Das Dorf Osmandede im Kreis Markaz (tr. Pazarcik) ist durch das Erdbeben vor zweieinhalb Wochen stark zerstört worden. Es gibt fast kein intaktes Haus mehr und die Menschen versuchen mit eigenen Mitteln weiterzuleben. In dem Dorf in der Provinz Gurgum (Maraş), dem Epizentrum der beiden schweren Erdbeben vom 6. Februar, lebt die Familie Uzatmaz. Für die Familie ist das Erdbeben die zweite große Katastrophe. Die erste Katastrophe war der Anschlag in Ankara am 10. Oktober 2015, bei dem Ali Deniz Uzatmaz getötet wurde.
Damals hatten sich zwei Selbstmordattentäter einer polizeibekannten IS-Terrorzelle inmitten einer Friedenskundgebung, zu der die HDP zusammen mit dem Gewerkschaftsverband KESK und anderen linksdemokratischen Organisationen gegen den Krieg des türkischen Staates gegen die kurdische Bevölkerung aufgerufen hatte, in die Luft gesprengt. Über hundert Menschen starben, mehr als 500 weitere wurden zum Teil schwer verletzt.

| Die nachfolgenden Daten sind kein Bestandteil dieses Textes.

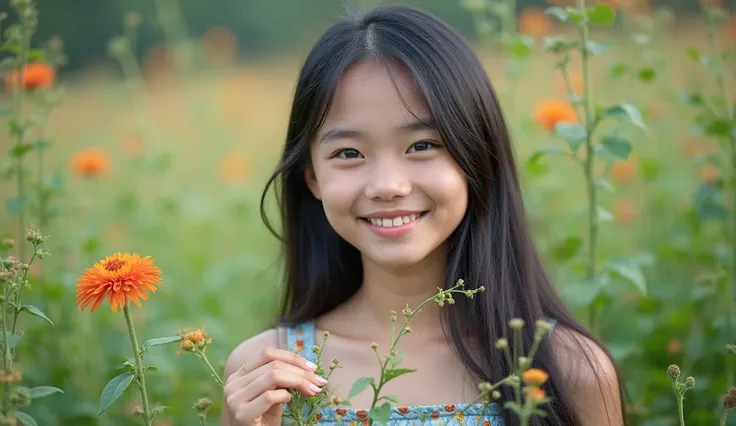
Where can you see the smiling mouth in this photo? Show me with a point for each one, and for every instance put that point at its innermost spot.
(391, 222)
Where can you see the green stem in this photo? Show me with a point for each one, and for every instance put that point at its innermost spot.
(18, 93)
(211, 368)
(7, 361)
(138, 356)
(680, 410)
(588, 162)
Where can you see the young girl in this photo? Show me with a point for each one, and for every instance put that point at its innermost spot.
(397, 178)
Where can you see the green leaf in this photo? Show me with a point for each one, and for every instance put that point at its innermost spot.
(42, 144)
(160, 341)
(631, 272)
(647, 74)
(113, 390)
(15, 128)
(558, 13)
(690, 98)
(617, 70)
(626, 111)
(381, 413)
(19, 150)
(360, 385)
(601, 14)
(614, 148)
(14, 204)
(544, 151)
(581, 294)
(42, 391)
(12, 339)
(604, 215)
(26, 419)
(693, 53)
(396, 372)
(391, 398)
(35, 312)
(573, 134)
(566, 249)
(398, 359)
(718, 128)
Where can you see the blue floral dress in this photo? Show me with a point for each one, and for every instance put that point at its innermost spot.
(301, 339)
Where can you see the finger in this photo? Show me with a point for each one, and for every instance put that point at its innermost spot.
(272, 354)
(277, 379)
(262, 404)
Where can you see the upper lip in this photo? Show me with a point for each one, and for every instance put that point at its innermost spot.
(392, 213)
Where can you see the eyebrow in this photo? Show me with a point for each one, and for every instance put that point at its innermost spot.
(414, 126)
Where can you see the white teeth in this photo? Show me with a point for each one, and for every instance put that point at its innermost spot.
(389, 223)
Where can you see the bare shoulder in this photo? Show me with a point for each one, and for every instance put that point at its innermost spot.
(249, 348)
(590, 377)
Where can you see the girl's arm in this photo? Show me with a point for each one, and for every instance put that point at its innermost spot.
(590, 377)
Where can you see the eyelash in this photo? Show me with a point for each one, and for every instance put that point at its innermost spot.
(342, 151)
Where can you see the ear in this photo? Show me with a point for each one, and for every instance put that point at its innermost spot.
(312, 184)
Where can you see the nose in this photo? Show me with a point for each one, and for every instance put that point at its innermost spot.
(387, 180)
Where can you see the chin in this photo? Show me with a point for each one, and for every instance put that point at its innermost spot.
(401, 260)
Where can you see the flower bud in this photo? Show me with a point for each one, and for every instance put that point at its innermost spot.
(673, 372)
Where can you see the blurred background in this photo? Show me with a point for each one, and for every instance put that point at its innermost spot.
(164, 118)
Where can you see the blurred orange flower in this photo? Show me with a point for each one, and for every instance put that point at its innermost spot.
(623, 171)
(235, 167)
(90, 162)
(36, 75)
(552, 111)
(624, 212)
(695, 147)
(534, 22)
(120, 277)
(535, 376)
(709, 173)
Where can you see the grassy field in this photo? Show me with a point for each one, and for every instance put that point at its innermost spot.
(187, 158)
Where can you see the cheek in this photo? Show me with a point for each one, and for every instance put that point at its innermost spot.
(446, 185)
(338, 193)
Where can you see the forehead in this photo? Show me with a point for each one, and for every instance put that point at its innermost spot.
(376, 93)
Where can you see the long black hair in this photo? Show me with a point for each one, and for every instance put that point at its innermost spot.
(492, 246)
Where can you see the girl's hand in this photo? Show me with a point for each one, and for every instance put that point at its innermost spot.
(255, 392)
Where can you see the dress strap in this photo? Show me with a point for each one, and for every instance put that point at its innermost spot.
(300, 339)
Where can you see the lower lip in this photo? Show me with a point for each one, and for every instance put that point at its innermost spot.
(394, 231)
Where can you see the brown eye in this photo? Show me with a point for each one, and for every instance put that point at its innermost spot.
(422, 146)
(348, 154)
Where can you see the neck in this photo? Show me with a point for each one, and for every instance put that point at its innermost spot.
(391, 289)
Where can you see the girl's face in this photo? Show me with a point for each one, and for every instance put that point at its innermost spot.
(386, 181)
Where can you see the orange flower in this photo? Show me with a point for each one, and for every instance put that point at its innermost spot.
(534, 376)
(552, 111)
(90, 162)
(534, 22)
(36, 75)
(120, 277)
(536, 394)
(624, 212)
(623, 171)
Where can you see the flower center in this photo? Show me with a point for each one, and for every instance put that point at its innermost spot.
(114, 265)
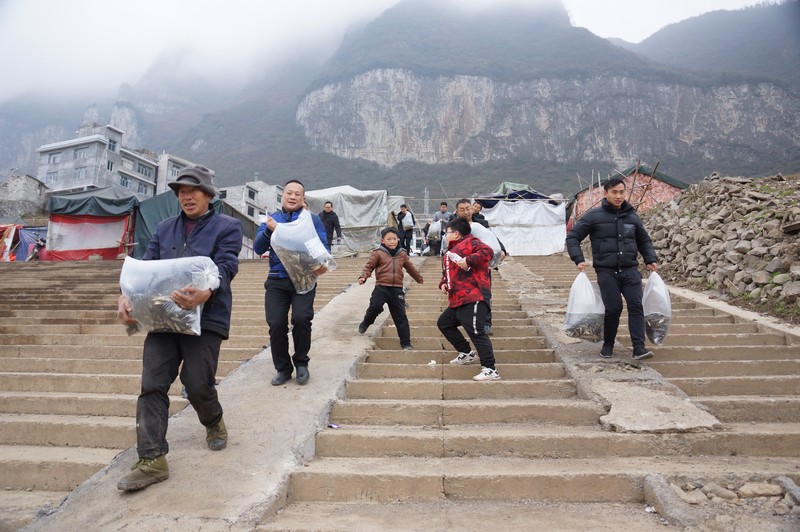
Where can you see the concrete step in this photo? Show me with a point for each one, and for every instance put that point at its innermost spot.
(749, 385)
(438, 389)
(547, 441)
(437, 342)
(75, 383)
(107, 340)
(89, 365)
(121, 352)
(751, 408)
(438, 412)
(511, 479)
(67, 431)
(712, 339)
(501, 331)
(424, 356)
(17, 506)
(50, 468)
(722, 368)
(78, 404)
(461, 515)
(724, 352)
(374, 370)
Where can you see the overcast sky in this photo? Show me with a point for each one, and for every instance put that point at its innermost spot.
(64, 46)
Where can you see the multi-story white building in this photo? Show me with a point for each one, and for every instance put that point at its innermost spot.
(97, 158)
(253, 198)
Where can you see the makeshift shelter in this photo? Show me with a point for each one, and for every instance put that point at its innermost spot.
(524, 220)
(162, 206)
(362, 214)
(645, 187)
(94, 222)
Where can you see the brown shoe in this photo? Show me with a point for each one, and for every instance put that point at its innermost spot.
(217, 436)
(145, 472)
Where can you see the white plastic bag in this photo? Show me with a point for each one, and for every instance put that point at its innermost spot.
(585, 310)
(150, 283)
(435, 231)
(301, 251)
(657, 308)
(487, 237)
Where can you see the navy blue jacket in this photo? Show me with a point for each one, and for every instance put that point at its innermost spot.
(617, 237)
(216, 236)
(262, 242)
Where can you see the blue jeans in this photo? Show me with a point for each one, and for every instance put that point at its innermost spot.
(281, 295)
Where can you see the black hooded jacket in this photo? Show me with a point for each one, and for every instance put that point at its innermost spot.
(617, 237)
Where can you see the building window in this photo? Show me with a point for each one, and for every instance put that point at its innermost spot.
(145, 170)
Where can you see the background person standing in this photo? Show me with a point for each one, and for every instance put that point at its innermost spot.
(405, 227)
(330, 220)
(280, 294)
(618, 236)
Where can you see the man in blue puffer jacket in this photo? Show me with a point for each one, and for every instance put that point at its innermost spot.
(197, 231)
(281, 294)
(617, 235)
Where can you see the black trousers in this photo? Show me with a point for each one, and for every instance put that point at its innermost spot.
(281, 295)
(395, 298)
(163, 354)
(628, 283)
(472, 317)
(405, 240)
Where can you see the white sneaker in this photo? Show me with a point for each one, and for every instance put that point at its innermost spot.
(465, 358)
(487, 374)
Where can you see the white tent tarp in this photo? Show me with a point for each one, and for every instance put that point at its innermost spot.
(362, 214)
(528, 227)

Ali Deniz hatte nur drei Wochen vor dem Anschlag mit seinem Studium begonnen. Sein Onkel Yilmaz Uzatmaz sagt, dass sein früher Tod einen unbeschreiblichen Schmerz für die Familie bedeutet. „Unser Kampf ging auch danach weiter. Ich bin sicher, er wäre stolz auf uns. Wir alle waren auch immer stolz auf ihn. Der Schmerz hat uns jedoch nie losgelassen. Jetzt erleben wir neuen Schmerz. Unser Dorf ist bei dem Erdbeben zerstört worden, kein Stein liegt mehr auf dem anderen. Wir haben Menschen verloren. Dass die Hilfe der Regierung so spät kam, hat die Situation für uns noch schwieriger gemacht. Eine Woche nach dem Erdbeben gab es immer noch Menschen ohne Zelt und Brennstoff“, erzählt Yilmaz Uzatmaz.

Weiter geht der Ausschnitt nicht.